Wednesday, September 7, 2016

Teachers Don't Have All The Answers

With a Breakout EDU game using the box, setup instructions are provided. It gives the lock combinations, printable materials, and the paths the students follow to solve the riddles. You need these in order to facilitate the game. With the Breakout EDU Digital games, none of this is provided - everything is ready to go as soon as you enter the game.


Multiple times a week, we receive emails, tweets, Facebook messages, and other assorted communication from teachers asking for an answer key to the Digital games. When we receive these messages, we provide additional prompts and hints, but refuse to provide answer keys.


Why do we do this? Is it because we are evil and want you to suffer? Absolutely not - this is our contribution to the Breakout EDU mantra. For the bulk of the history of education, teachers have been viewed as the keepers of knowledge or the sage on the stage. In our opinion, this has gone on far too long. With the advent of the digital age, students have access to limitless amounts of information. Our roles as teachers need to change.


The “hidden curriculum” of soft skills is just as critical as the content we are mandated to teach. Words like rigor, growth mindset, resilience, and productive struggle thrown around as skills that students need to be successful in life, yet how often do we model this for our students? By not having access to an answer key, you are provided with a perfect opportunity to experience what a student feels when they first encounter a tough trigonometry problem. You're faced with a choice - put in effort to stretch your abilities to their fullest extent and grow your brain or email us for an answer (which is akin to flipping to the back of the textbook for the key.) Which would you prefer your students to do? Why do we not hold ourselves to that same standard?

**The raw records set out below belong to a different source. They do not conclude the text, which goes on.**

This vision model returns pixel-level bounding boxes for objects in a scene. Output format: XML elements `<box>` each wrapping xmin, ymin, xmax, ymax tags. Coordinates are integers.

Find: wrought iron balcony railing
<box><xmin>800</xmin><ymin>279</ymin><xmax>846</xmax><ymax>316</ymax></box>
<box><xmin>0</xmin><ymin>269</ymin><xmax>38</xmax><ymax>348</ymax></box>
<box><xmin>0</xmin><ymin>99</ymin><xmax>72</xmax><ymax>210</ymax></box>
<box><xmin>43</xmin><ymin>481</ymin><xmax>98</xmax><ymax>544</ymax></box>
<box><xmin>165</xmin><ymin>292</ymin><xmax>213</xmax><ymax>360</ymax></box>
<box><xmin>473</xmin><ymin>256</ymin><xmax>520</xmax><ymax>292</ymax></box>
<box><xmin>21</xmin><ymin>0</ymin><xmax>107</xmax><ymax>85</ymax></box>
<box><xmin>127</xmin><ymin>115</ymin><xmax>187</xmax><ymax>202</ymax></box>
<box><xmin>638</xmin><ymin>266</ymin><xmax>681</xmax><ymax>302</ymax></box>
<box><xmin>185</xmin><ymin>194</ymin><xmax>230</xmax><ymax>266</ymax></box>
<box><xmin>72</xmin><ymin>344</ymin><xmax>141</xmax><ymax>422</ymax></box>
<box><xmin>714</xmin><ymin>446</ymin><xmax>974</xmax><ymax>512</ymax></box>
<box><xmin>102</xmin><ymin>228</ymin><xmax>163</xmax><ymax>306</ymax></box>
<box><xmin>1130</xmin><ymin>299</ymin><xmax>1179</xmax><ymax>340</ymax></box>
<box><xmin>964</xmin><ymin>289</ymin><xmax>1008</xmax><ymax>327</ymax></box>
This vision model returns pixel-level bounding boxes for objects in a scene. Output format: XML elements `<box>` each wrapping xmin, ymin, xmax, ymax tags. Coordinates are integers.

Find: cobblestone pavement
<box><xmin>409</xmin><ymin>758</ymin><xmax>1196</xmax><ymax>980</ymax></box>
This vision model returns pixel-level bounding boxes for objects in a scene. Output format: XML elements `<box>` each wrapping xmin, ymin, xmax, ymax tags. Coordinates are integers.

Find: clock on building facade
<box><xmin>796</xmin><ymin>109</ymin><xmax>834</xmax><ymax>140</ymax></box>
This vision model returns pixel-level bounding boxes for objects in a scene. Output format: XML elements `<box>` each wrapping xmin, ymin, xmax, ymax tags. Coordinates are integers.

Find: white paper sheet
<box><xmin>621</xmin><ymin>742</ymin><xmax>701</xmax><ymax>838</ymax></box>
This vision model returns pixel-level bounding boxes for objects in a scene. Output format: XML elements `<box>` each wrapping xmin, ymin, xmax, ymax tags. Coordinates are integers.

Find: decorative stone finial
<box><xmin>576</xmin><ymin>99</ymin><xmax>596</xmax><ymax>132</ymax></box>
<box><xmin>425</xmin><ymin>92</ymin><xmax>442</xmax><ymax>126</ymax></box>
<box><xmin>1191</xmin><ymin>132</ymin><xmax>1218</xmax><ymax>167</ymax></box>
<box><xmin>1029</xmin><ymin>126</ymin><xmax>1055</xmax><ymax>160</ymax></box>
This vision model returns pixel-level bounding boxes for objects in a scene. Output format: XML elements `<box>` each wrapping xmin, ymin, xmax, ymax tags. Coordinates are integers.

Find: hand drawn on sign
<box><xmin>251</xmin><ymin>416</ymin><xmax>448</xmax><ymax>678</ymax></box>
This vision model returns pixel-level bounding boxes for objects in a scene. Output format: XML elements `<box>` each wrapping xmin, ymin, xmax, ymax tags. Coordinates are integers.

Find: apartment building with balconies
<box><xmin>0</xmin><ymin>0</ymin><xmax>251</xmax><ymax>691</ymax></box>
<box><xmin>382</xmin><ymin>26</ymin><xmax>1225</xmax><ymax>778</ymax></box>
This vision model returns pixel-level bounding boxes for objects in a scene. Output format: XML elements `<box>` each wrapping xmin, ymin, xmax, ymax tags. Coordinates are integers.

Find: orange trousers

You don't have to struggle alone - share your plight with your students. Challenge them to help you complete the puzzles. Students see things differently than adults; something that has stumped us for hours takes a matter of seconds for them. Imagine their moment of glorious success. They solved something their teacher couldn't.


But it's deeper than that. You were vulnerable with them. You shared your struggle. You modeled resiliency and a refuse to give up. You showed them that it's ok to ask for help; that it's ok to admit you don't always have all the answers. This is a bond that can't be forged by playing a video about famous figure who overcame adversity to reach success. They'll be more likely to let down their guard and ask you for help - and you'll understand their feelings even better.


By now you're thinking that this is easy for us to say - we have all the answers to the games. However, we've played other's games and been through this productive struggle.


And it's not just us who feel this way. For every few requests for answers, there’s one praising this dedication to doing something differently. We'll close with our favorite, which comes from Dr. Donovan DeBoer, superintendent of Parker School District in South Dakota:


One of my “mantras” has always been:  “The one that does the doing, does the learning.”  So when I was ever so close to our first teacher in-service days, and [Breakout EDU Digital] was one of the items I wanted to show my staff, I was very torn when I sent that dreaded, “I need help email.”  However, in true educator fashion, [Justin and Mari] did not oblige my begging of “cheats” to complete the task.  Instead, I was sent a very subtle hint and encouragement to complete the task.  

It was a great lesson for me as a leader of young people, and adults. It helped solidify my belief that if you want to learn, you have to do. 
Dr. DeBoer's faculty and students

It also proved to me how important collaboration is for our students.  I needed help, I didn’t necessarily want the answers, but I needed another brain (or 32). As I introduced the activity to my staff, I was short one lock code.  In the essence of time, we worked in groups on the digital breakout “Stranded on the Island.”  As time passed I witnessed adults, veteran teachers, cheer with excitement when they found a new clue, or figured out a code, and hide their answers to allow for others to feel the same thing when they found things on their own.   

Few more hours went by, in-service over, but I was still plugging away. I had to complete this thing.  That’s when the magic happened - one of my football coaches sent me a text. He had solicited a friend from hours away, that started working on it as well, and we finally cracked the mystery lock.   

The power of collaboration is real.  Shared suffering in the task, and then the jubilation we share in the accomplishment.  Two heads are better than one, and three better than two. Students need that time together, to share, to bounce ideas off one another, to enjoy the struggle together.   

More importantly, we have to have the patience to let learners learn.  They need to make mistakes, they need to learn from them, they need to talk it out with other people to learn the other side of communication not talked about “listening” to one another.  Then the “magic,” can happen.